Demi-victoire pour les victimes du chlordécone. Le tribunal administratif de Paris a reconnu l’Etat coupable de “négligence illégale” dans le dossier du chlordécone, ce pesticide cancérigène qui a contaminé les neuf dixièmes de la population de la Martinique et de la Guadeloupe selon la Santé publique française, lundi 27 juin. Toutefois, les demandes d’indemnisation des requérants pour préjudice anxieux furent rejetées.
Dans sa décision, le tribunal a jugé que “les agences gouvernementales ont commis une négligence par négligence” en autorisant la vente de divers insecticides contenant du chlordécone sous différents noms.

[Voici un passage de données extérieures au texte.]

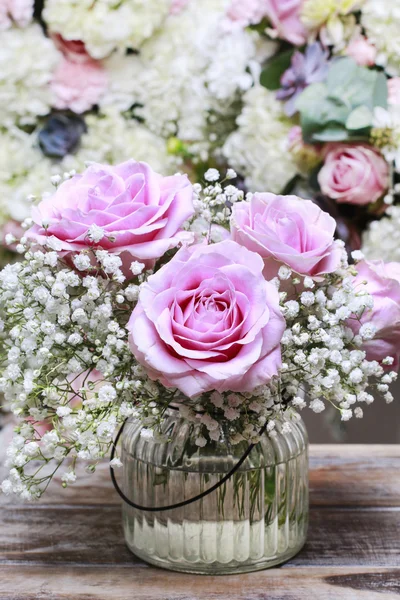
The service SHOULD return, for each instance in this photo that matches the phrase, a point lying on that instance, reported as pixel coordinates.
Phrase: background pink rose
(287, 230)
(139, 209)
(73, 50)
(353, 173)
(383, 283)
(78, 86)
(17, 11)
(285, 18)
(363, 52)
(394, 90)
(208, 320)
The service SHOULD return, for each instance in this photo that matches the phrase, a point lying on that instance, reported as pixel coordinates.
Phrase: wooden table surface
(70, 545)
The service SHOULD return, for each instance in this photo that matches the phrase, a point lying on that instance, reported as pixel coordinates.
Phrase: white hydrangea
(258, 149)
(105, 25)
(111, 138)
(189, 71)
(24, 172)
(381, 20)
(27, 61)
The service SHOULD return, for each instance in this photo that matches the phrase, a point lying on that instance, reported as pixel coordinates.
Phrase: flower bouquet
(192, 319)
(324, 116)
(298, 96)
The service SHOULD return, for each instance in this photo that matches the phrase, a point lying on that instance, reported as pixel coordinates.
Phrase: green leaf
(359, 118)
(271, 75)
(312, 94)
(380, 93)
(341, 73)
(335, 132)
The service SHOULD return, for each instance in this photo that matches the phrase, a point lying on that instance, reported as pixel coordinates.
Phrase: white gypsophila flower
(189, 70)
(380, 241)
(317, 406)
(103, 25)
(24, 171)
(27, 62)
(111, 138)
(212, 175)
(381, 20)
(258, 149)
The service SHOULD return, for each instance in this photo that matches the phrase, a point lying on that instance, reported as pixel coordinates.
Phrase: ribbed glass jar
(257, 519)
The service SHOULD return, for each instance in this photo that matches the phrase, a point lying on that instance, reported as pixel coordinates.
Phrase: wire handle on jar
(184, 502)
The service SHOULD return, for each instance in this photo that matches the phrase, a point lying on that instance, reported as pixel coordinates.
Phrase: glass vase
(256, 519)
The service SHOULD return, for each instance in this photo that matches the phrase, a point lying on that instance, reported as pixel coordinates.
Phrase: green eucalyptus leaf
(334, 132)
(271, 75)
(341, 73)
(359, 118)
(311, 95)
(380, 93)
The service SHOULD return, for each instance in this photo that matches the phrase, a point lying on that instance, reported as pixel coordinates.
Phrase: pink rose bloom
(78, 86)
(246, 13)
(73, 50)
(208, 320)
(139, 211)
(353, 173)
(394, 90)
(383, 283)
(285, 18)
(286, 230)
(363, 52)
(177, 6)
(17, 11)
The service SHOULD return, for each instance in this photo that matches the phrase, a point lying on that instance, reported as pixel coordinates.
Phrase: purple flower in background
(307, 68)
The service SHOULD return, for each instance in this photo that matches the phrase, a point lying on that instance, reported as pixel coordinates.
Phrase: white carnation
(381, 20)
(104, 25)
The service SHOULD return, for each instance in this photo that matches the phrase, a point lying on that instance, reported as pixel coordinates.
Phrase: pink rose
(73, 50)
(78, 86)
(394, 90)
(363, 52)
(285, 18)
(287, 230)
(353, 173)
(246, 13)
(208, 320)
(17, 11)
(138, 211)
(383, 283)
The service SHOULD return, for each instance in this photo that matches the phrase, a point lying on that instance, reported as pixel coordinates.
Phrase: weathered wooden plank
(355, 475)
(34, 583)
(93, 536)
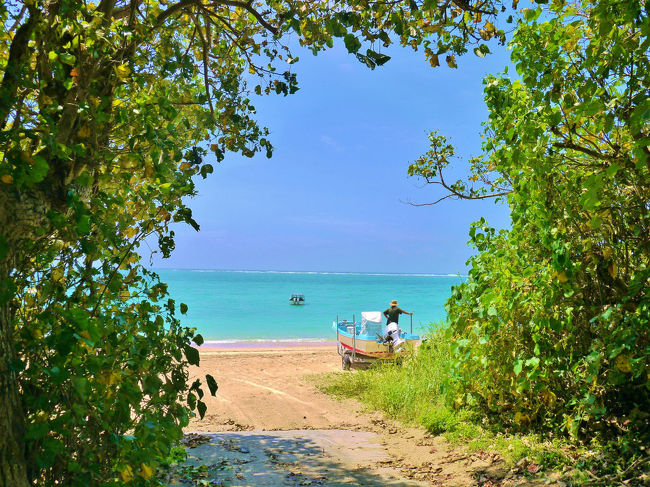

La justice a également reproché d’avoir permis la mise sur le marché de ces produits “en dehors des délais légaux en cas de retrait d’agrément”: le chlordécone a été interdit en France en 1990, mais reste autorisé dans les bananeraies. de la Martinique et de la Guadeloupe jusqu’en 1993, grâce à des dérogations ministérielles. Son utilisation a causé une pollution importante et durable sur les deux îles, et les résidents ont l’un des taux de cancer de la prostate les plus élevés au monde.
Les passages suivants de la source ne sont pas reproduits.